In short, this recommendation suggests regulators should consider "all relevant factors" when assessing applications for new natural gas infrastructure certificates of public convenience and necessity, including a cost-benefit analysis associated with developing these projects such that they can be easily retrofitted as demand for low- to no-carbon fuels increases into the mid-century.
In an effort to prompt questions concerning FERC's role in the development of interstate hydrogen transmission infrastructure, the MIT Energy Initiative has recently submitted comments to FERC under their Pipeline Certification Process Notice of Inquiry (PL18-1) highlighting the above study from ACER and stressing the importance of hydrogen-ready natural gas infrastructure development in order to minimize stranded asset risk. As FERC has opened this Notice of Inquiry to evaluate the natural gas pipeline certification process, the authors recommend considering how the transportation of hydrogen can potentially utilize the existing energy transmission infrastructure in the United States.
Owners of existing assets under a new regulatory paradigm
As mentioned above, hundreds of miles of dedicated hydrogen transmission pipeline infrastructure are in operation today in the United States — some of which operate on an interstate basis. If hydrogen ultimately falls under the purview of FERC, so too will the operation of these interstate hydrogen pipeline systems. Any effort to place hydrogen under FERC's purview must address what will be done with these existing assets.
These pipeline systems currently operate as private carriers as opposed to common carriers. The key differentiation is private carriers have "no duty to serve the public and may accept or reject offers even if it has available capacity to carry goods" while a common carrier is "one who undertakes for hire to transport the goods of those who may choose to employ him… [he] is, in general, bound to take the goods of all who offer." The systems currently in operation are meant to balance the owner's — generally an industrial gas company — individual load on the system.
As the federal government looks to minimize regulatory risk and enable the development of a more expanded hydrogen transmission network, particular attention must be paid to the owners of current infrastructure such that the proposed regulation does not greatly impact their operation.
Hydrogen is a different energy commodity for which neither a ubiquitous transmission network nor liquid market has been developed. The federal government has an opportunity to strategically enable the development of this infrastructure that has the potential to provide consumers with a steady supply of affordable low-carbon hydrogen as the country targets net-zero emissions by 2050.

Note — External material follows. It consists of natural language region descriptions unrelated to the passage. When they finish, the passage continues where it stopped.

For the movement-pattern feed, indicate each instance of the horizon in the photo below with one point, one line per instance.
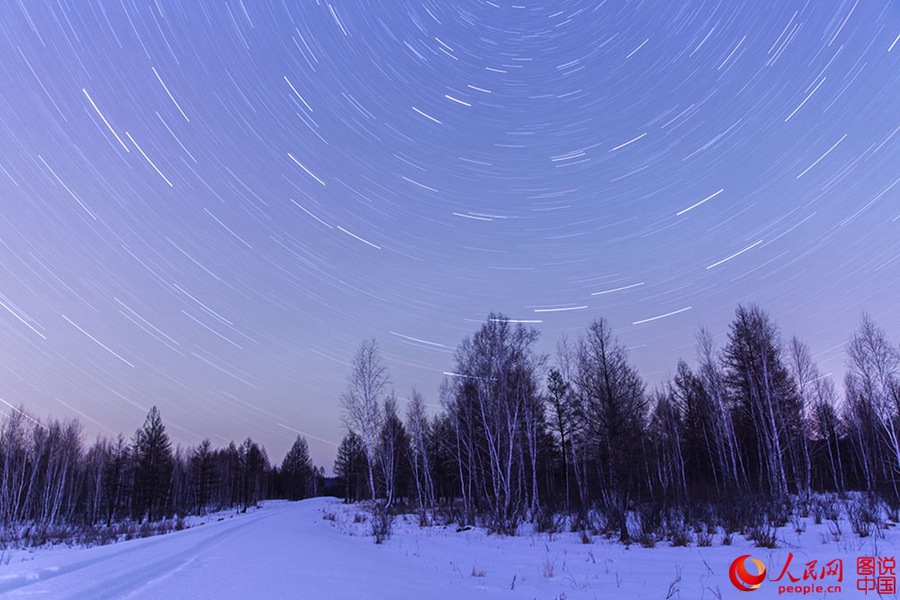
(208, 211)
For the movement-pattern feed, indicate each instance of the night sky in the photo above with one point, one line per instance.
(207, 206)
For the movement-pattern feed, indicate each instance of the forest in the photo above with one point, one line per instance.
(745, 437)
(741, 439)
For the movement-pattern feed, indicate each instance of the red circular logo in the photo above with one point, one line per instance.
(743, 579)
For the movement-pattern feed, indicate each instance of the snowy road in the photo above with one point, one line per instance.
(282, 551)
(315, 549)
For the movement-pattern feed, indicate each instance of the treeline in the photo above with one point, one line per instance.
(522, 438)
(51, 484)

FERC may be the appropriate agency to craft regulation to minimize regulatory risk and chart a path for the development of this infrastructure, however FERC does not have jurisdiction over hydrogen under either the Natural Gas Act or the Federal Power Act. An act of Congress will be required to move hydrogen under the purview of FERC and appropriately separate responsibilities for infrastructure development between FERC and the DOT, under PHMSA.
Hydrogen also offers an opportunity to minimize stranded asset risk for existing natural gas transmission infrastructure. The opportunity to simultaneously decarbonize the economy while creating value for existing asset owners makes hydrogen a particularly bipartisan issue today. However, it must be noted that there are companies that own hundreds of miles of interstate hydrogen transmission pipelines in the Gulf Coast region today. Any regulation written to enable the development of this interstate hydrogen infrastructure must consider the owners of infrastructure currently in operation.